Sur le premier point, Carlson a donné à Budapest une conférence pour rendre publiques ses excuses pour le comportement qu’il a qualifié d’“écœurant” de l’ambassadeur US à Budapest. Cette intervention rompt avec la litanie de l’autosatisfaction US et fait espérer que la diplomatie de ce pays sera renforcée sous l’administrerions Carlson. Pour le reste, Carlson a été reçu par le Premier Ministre Orban, qui lui a exposé ses conceptions et ses perceptions. Ici, un extrait de l’entretien où, rompant là aussi avec l’habitude, la diplomatie US développée par l’administration Carlson a écouté plutôt que chapitré son interlocuteur.

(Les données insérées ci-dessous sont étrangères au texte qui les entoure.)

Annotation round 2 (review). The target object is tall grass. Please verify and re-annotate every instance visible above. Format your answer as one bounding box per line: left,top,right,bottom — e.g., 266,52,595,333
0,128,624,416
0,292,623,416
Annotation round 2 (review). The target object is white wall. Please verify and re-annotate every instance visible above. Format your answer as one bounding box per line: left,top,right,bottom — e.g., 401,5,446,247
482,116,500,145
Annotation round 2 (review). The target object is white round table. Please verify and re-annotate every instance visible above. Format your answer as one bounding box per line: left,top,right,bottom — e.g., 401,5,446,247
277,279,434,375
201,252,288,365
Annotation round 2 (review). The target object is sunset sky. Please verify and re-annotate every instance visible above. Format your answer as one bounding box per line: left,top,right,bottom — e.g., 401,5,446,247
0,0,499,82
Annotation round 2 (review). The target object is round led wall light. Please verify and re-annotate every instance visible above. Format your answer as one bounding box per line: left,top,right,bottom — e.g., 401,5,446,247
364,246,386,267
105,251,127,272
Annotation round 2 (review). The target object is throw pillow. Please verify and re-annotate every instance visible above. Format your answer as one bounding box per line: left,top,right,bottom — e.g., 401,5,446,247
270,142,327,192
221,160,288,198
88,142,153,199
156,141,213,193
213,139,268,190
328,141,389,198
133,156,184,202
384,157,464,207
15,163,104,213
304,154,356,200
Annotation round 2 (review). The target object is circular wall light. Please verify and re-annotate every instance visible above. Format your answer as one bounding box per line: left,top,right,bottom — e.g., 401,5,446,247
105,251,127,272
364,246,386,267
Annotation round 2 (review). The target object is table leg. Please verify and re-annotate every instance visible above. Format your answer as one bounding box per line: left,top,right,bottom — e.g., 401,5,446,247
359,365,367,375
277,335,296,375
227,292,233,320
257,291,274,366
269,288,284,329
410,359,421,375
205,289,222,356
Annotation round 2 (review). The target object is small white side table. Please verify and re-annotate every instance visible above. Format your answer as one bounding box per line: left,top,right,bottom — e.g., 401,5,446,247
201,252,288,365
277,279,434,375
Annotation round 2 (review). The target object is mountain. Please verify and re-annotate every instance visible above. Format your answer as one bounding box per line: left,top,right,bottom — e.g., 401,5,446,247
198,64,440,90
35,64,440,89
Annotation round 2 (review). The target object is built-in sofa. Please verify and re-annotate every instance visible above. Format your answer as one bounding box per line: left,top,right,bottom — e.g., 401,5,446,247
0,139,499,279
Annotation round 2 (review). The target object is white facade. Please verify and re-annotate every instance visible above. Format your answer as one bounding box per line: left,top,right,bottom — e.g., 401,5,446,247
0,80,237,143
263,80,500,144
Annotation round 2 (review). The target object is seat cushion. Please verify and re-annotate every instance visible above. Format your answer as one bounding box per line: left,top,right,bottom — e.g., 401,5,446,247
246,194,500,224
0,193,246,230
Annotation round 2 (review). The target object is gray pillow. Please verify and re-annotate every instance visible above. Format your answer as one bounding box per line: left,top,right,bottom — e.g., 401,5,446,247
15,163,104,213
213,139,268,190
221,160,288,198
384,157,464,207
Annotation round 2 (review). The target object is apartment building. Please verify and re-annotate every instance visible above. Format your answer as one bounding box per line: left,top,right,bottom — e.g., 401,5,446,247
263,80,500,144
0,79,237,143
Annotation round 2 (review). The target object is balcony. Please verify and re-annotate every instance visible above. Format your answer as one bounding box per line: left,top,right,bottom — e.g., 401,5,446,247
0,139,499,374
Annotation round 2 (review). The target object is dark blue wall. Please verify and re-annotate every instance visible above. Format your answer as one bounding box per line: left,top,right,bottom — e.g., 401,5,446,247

« Orbán, le premier ministre hongrois ayant occupé le plus longtemps cette fonction, connaît bien la Russie (il a grandi sous son occupation et a été arrêté et jeté en prison par la police soutenue par les Russes pour ses efforts de libération du pays) et l'Ukraine (un pays avec lequel il partage une frontière), et Tucker s'est donc assis pour lui demander ce qui se passe exactement en Ukraine en ce moment (étant donné l'opacité propagandiste des informations en Amérique).

» “Ce n'est pas seulement un malentendu, c'est un mensonge”, commence Orban, interrogé sur le fait que les médias américains continuent d'affirmer que "l'Ukraine est en train de gagner" la guerre.

» Il suggère l’idée que l'administration Biden ne comprend pas la Russie et que tenter d'écarter Poutine pourrait conduire à une instabilité dangereuse. “Il est difficile de comprendre les Russes, surtout s'il y a un océan qui vous sépare de la Russie.”

» Orbán souligne que les conversations politiques occidentales sont souvent axées sur la liberté, tandis que les conversations russes se concentrent sur la cohésion du pays, et met en garde contre les implications dangereuses de la stratégie américaine, en particulier pour des pays comme la Hongrie qui sont géographiquement plus proches du conflit.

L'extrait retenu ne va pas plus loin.